Calling BS on excuses for getting hosed at the pump

Mar 22, 2018 | 5:00 AM

MUST BE SPRING — gas prices are about to go up again.

There are all kinds of excuses whenever it happens — refineries shutting down for maintenance, fluctuations in supply and demand, more cars on the road. One year, it was blamed on the Ukraine.

An expert predicts a litre of regular will soon cost around $1.60 down at the Coast. With the difference in taxes, that would mean something like $1.30 in the Interior, and that’s nowhere near a record — we’ve edged into the 1.40s at times.

If I could actually predict what’s going to happen at the pump with any certainty, I might hang out a shingle and charge for it.

One thing we know about around here is wild fluctuations. One day it’s $1.07.9 a litre, the next day it hits $1.20.9, and nobody has an explanation.
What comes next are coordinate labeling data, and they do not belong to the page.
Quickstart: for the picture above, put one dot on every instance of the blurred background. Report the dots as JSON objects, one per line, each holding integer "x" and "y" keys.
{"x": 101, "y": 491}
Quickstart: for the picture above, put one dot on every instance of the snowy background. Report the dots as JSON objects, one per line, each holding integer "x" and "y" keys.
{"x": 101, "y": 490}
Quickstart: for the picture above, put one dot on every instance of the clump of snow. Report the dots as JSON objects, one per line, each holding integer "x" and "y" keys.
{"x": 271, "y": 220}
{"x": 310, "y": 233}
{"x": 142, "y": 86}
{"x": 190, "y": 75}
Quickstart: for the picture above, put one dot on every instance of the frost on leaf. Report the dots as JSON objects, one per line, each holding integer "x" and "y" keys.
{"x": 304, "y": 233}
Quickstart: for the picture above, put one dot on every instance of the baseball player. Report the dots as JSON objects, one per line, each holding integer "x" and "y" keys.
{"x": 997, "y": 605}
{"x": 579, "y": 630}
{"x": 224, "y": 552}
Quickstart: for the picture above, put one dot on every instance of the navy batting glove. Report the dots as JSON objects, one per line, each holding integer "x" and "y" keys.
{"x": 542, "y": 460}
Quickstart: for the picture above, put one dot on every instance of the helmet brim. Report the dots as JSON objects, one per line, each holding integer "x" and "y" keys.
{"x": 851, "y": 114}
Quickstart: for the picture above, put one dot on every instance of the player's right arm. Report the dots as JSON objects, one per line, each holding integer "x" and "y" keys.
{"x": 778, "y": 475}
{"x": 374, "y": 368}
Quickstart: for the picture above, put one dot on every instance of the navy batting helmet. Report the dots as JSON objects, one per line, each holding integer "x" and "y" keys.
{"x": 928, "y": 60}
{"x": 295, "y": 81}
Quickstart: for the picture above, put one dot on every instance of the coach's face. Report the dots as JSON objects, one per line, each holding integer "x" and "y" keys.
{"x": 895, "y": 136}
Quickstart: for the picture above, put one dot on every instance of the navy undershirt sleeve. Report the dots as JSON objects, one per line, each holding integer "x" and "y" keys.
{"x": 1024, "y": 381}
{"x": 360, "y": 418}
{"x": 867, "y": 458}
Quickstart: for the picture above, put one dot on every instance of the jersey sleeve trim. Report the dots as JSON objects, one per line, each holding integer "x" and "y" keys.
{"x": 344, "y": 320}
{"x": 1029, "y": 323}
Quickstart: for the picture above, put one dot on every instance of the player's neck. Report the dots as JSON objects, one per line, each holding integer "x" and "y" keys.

Supposedly, distance explains variations from one place to another. Kamloops is generally a few cents cheaper than Vernon, for example, but I have yet to figure out why Falkland should be less than Kamloops on some days.

Prince George residents, by the way, were paying 11 cents less than we were yesterday. Figure that one out.

And why is it that as soon as the snow melts, gas prices take off? Why is it that refineries suddenly have a need to send gas prices skyward when we hit the Victoria Day long weekend? Or, it seems, any other long weekend?

None of it makes sense to me. No matter how much gas is available, and no matter what the prices, we still drive as much from one day to the next. And I can’t remember the last time local stations ran out of gas.

Some experts say the Trans Mountain pipeline will lower gas prices, others say no. I side with the latter — I doubt Kinder Morgan is spending billions on a pipeline so it can give us cheaper gas.

No matter what, we’re going to keep getting hosed at the pump.

I’m Mel Rothenburger, the Armchair Mayor.